Styrenics: The situation is becoming increasingly uncomfortable for styrenics processors, as skyrocketing feedstock costs are currently being made worse by poor sales volumes. In February, for example, processors were confronted with demands for increases from PS and EPS producers who expected to price in the sharp rise in the styrene reference (up EUR 190/t) at the very least. In the case of PS, where some suppliers even wanted to hike quotations by up to EUR 230/t, most deals ultimately oscillated around the level of the monomer cost increase within a certain margin. In the case of EPS, on the other hand, they often remained below this level, with the SM surge rather forming the upper limit for increases. As for ABS, the cost change also served more or less as a guideline for calculating hikes, albeit with a certain variance: the increase in composite costs of around EUR 115/t led to upticks that generally ranged from EUR 100/t to EUR 150/t. And that’s not all: the situation will likely not change significantly in March. Demand is set to remain weak and after the even stronger increase in the styrene reference in March (up EUR 222/t), another round of triple-digit price increases is all but guaranteed. Processors will likely limit their orders to the bare essentials.

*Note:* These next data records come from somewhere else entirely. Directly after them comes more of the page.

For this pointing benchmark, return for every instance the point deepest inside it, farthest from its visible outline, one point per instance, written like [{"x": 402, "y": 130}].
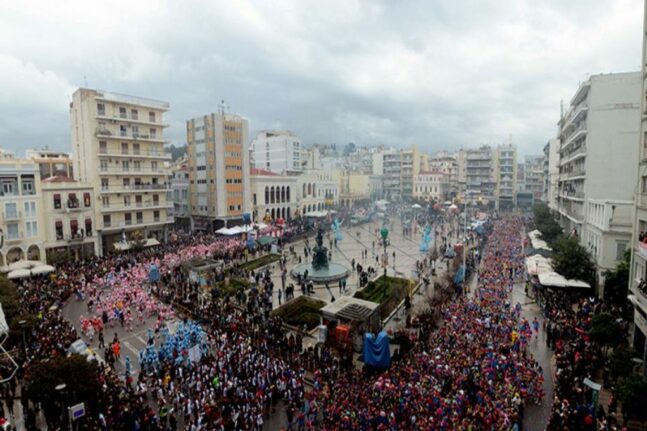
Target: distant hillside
[{"x": 176, "y": 152}]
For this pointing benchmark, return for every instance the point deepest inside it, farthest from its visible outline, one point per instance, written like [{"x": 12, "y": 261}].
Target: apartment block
[
  {"x": 118, "y": 148},
  {"x": 219, "y": 182},
  {"x": 21, "y": 214},
  {"x": 598, "y": 135},
  {"x": 505, "y": 176},
  {"x": 479, "y": 175},
  {"x": 277, "y": 151},
  {"x": 638, "y": 275}
]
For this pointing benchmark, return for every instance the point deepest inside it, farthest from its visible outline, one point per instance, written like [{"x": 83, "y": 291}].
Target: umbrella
[
  {"x": 43, "y": 269},
  {"x": 22, "y": 264},
  {"x": 19, "y": 273}
]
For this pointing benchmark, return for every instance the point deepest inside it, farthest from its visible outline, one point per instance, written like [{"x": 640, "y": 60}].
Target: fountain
[{"x": 320, "y": 270}]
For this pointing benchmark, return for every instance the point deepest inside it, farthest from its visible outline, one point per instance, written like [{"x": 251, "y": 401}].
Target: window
[
  {"x": 8, "y": 188},
  {"x": 27, "y": 188},
  {"x": 59, "y": 229},
  {"x": 11, "y": 210},
  {"x": 621, "y": 246}
]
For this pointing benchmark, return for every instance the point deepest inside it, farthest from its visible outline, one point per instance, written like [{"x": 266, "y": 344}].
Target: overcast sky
[{"x": 439, "y": 74}]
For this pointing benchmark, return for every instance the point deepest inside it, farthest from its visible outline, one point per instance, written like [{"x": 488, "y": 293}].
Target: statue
[{"x": 319, "y": 253}]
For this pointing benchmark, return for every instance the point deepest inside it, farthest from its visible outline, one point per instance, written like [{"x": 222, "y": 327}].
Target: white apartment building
[
  {"x": 551, "y": 172},
  {"x": 118, "y": 148},
  {"x": 598, "y": 135},
  {"x": 274, "y": 196},
  {"x": 277, "y": 151},
  {"x": 180, "y": 194},
  {"x": 316, "y": 190},
  {"x": 447, "y": 164},
  {"x": 219, "y": 183},
  {"x": 70, "y": 224},
  {"x": 431, "y": 185},
  {"x": 505, "y": 175},
  {"x": 638, "y": 275},
  {"x": 21, "y": 214},
  {"x": 479, "y": 174}
]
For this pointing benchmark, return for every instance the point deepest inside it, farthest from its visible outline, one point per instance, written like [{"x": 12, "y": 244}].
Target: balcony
[
  {"x": 129, "y": 118},
  {"x": 109, "y": 152},
  {"x": 12, "y": 215},
  {"x": 102, "y": 132}
]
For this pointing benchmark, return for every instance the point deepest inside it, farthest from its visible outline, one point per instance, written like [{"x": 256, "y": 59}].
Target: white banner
[{"x": 4, "y": 328}]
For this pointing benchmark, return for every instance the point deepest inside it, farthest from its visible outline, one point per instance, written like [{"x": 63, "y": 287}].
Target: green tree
[
  {"x": 572, "y": 260},
  {"x": 616, "y": 282},
  {"x": 80, "y": 377},
  {"x": 621, "y": 362},
  {"x": 546, "y": 224},
  {"x": 606, "y": 331},
  {"x": 632, "y": 393}
]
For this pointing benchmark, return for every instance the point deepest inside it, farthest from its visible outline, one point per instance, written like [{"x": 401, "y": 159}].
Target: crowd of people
[{"x": 474, "y": 372}]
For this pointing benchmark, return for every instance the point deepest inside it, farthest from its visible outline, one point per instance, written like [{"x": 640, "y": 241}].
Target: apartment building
[
  {"x": 21, "y": 215},
  {"x": 274, "y": 196},
  {"x": 505, "y": 175},
  {"x": 432, "y": 185},
  {"x": 70, "y": 223},
  {"x": 180, "y": 194},
  {"x": 480, "y": 181},
  {"x": 638, "y": 275},
  {"x": 52, "y": 163},
  {"x": 118, "y": 148},
  {"x": 317, "y": 190},
  {"x": 219, "y": 181},
  {"x": 277, "y": 151},
  {"x": 598, "y": 135},
  {"x": 551, "y": 172},
  {"x": 447, "y": 164}
]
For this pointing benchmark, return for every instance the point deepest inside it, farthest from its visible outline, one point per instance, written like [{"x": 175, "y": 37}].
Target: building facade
[
  {"x": 277, "y": 151},
  {"x": 505, "y": 175},
  {"x": 70, "y": 225},
  {"x": 118, "y": 148},
  {"x": 597, "y": 135},
  {"x": 638, "y": 274},
  {"x": 219, "y": 182},
  {"x": 22, "y": 217},
  {"x": 274, "y": 196},
  {"x": 431, "y": 186}
]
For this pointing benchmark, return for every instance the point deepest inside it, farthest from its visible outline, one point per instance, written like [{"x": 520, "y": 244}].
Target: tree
[
  {"x": 621, "y": 362},
  {"x": 616, "y": 282},
  {"x": 546, "y": 224},
  {"x": 573, "y": 261},
  {"x": 80, "y": 377},
  {"x": 606, "y": 331},
  {"x": 632, "y": 393}
]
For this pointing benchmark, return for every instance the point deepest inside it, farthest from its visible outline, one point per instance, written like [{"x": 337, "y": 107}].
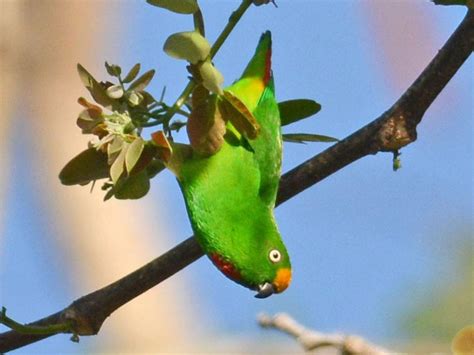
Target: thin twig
[
  {"x": 313, "y": 340},
  {"x": 233, "y": 20},
  {"x": 391, "y": 131}
]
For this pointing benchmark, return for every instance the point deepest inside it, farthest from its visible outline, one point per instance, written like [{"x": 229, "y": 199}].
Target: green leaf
[
  {"x": 134, "y": 152},
  {"x": 114, "y": 148},
  {"x": 239, "y": 115},
  {"x": 154, "y": 168},
  {"x": 142, "y": 82},
  {"x": 87, "y": 166},
  {"x": 94, "y": 87},
  {"x": 132, "y": 187},
  {"x": 212, "y": 78},
  {"x": 134, "y": 98},
  {"x": 114, "y": 92},
  {"x": 306, "y": 137},
  {"x": 295, "y": 110},
  {"x": 118, "y": 166},
  {"x": 113, "y": 69},
  {"x": 178, "y": 6},
  {"x": 190, "y": 46},
  {"x": 132, "y": 74}
]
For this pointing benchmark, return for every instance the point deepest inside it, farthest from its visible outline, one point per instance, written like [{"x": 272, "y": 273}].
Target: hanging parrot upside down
[{"x": 230, "y": 179}]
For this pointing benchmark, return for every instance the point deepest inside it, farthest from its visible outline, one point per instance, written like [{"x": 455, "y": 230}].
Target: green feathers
[{"x": 230, "y": 191}]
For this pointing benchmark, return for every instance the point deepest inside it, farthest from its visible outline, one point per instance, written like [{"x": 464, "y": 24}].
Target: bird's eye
[{"x": 274, "y": 255}]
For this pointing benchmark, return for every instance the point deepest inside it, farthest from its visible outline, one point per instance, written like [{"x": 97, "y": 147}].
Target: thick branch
[
  {"x": 396, "y": 127},
  {"x": 391, "y": 131}
]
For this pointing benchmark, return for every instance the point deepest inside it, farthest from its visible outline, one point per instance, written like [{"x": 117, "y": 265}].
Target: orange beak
[{"x": 282, "y": 280}]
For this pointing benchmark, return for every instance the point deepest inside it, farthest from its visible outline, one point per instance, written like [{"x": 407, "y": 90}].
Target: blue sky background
[{"x": 364, "y": 242}]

PET: As in January, the European PET market went through two distinct phases in February – albeit in precisely the opposite direction. In the first third of the month, prices continued to rise as expected, even if only moderately. A number of customers had gone too far when emptying out their warehouses at the turn of the year and were thus forced to make purchases and bite the bullet. Most, however, were able to relax and ride out the situation. Demand from the end markets remained persistently weak and, at the same time, the PX reference for February was settled early on, with an increase of EUR 15/t, which was clearly below what had been feared. Some buyers also received unsolicited enquiries from suppliers. The result was a rapid fall in PET prices. On average, a moderate drop of EUR 25/t was recorded over the month as a whole. In the current situation, prices can be expected to fall slightly. The feedstock side is unlikely to provide much support and the arrival of further imports has also been announced. If the pre-season picks up to a greater extent than of late, a rollover also seems feasible.